Gecenin zifiri karanlığında tüm bedenler uykunun esiri olmuşken o, her zaman bulunduğu sarı sokak lambasının altında, maskesinin altındaki samimiyetten uzak soğuk gülümsemesiyle kurbanının gelmesini beklemekteydi.
Onun gelmediği her saniye, üzerinde uygulayacağı işkence sayısını da artırıyordu.
Bu, öncekilerden farklıydı. Bu kurbanına olan arzusu daha fazlaydı. Tabii ki ona daha fazla değer verecekti.
Beklemekten sıkılmış, ona verdiği bu değeri suistimal etmeye başlamıştı.
Oysa ona hiçbir şekilde acımayacaktı.
Üzerinde uygulayacağı işkenceleri düşündükçe gülmeye başladı.
O anın hazzı, içindeki arzu keyfini yerine getiriyordu. Onun kendisini bekletmesine bu yüzden kızamıyordu.
Bir süre daha bekledikten sonra sokak lambasının altından ayrılarak karanlığa karıştı.
Sevgili kurbanından daha fazla ayrı kalmak istememişti; onun o güzel sesini duymak için fazlasıyla can atıyordu.
Hareketlendiği sırada araba farını görmesiyle bulduğu ilk yere saklandı.
Sonunda gelmişti yıllardır hayalini kurduğu o an.
Sadece birkaç adımlık mesafedeydi. Az kalmıştı, biraz sonra kavuşacaktı sevgili kurbanına.
Arabasından inen kurbanına doğru ilerlemeye başladı. Her adımı soğuk ve bir o kadar da sessizdi.
Kapıyı kilitleyerek ilerlemeye başladığında kendisi de adımlarını hızlandırdı.
Bu gece evine giremeyecek, nişanlısıyla vakit geçiremeyecekti.
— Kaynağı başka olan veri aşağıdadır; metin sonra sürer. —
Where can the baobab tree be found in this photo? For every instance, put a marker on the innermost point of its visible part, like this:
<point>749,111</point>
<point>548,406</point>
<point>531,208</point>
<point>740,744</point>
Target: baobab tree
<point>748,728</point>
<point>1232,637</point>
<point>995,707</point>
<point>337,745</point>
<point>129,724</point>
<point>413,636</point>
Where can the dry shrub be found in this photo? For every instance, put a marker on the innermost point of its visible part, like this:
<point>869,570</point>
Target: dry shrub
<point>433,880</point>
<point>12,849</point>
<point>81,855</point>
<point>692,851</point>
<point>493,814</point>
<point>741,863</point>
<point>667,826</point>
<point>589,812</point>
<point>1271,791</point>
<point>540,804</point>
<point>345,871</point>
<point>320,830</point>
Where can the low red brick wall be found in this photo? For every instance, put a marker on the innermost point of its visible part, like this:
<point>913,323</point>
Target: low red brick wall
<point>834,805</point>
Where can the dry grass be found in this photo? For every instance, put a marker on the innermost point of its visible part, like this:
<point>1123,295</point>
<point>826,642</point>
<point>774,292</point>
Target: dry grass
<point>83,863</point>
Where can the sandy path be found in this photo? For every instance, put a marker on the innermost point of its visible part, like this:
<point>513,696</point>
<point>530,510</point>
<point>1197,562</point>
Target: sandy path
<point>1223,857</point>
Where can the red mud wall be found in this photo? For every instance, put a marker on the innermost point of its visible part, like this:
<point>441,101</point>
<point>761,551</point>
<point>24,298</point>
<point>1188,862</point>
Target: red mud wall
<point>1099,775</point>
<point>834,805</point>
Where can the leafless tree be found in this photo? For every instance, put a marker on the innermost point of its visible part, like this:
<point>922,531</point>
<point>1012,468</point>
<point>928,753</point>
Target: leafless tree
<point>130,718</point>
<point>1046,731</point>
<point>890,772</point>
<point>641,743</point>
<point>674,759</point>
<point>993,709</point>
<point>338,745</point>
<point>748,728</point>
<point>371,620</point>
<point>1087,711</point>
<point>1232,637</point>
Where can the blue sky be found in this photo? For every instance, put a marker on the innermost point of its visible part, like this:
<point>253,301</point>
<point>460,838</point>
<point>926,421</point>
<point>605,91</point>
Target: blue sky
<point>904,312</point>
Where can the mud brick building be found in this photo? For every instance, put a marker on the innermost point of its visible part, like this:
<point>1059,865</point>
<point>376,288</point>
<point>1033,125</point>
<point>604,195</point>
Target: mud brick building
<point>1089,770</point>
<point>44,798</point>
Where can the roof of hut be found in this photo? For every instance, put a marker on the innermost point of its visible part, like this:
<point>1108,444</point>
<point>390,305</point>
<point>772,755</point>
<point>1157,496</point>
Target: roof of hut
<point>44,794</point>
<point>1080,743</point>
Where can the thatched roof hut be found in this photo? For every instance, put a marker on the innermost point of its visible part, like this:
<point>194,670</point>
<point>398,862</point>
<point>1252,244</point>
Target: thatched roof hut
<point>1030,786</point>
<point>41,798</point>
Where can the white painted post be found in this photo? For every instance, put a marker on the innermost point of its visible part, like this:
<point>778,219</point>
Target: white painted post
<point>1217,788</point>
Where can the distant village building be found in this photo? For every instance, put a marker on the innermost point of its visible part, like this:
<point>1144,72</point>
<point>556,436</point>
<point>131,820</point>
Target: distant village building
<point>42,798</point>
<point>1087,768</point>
Bu gece, kendisinin kollarında olacaktı.
Onun bedeninde yapacağı sanat eserini düşündükçe keyfi daha çok yerine geliyordu ki, kendisini bekletmesini bile affedebilirdi.
Adımlarını daha da hızlandırarak omuzuna çarparak önüne geçti; yavaştan planını devreye koyuyordu.
Ne kadar eski bir yöntem olsa da bu plan iş görürdü.
"Pardon."
Boğuk çıkan sesiyle hiç yüzüne dahi bakmadan ilerlemeye başladı.
Biliyordu peşinden geleceğini, cüzdanını düşürmüştü çünkü.
"Hey, bakar mısın? "
Arkasından seslenmesini umursamadan adımlarını hızlandırdı.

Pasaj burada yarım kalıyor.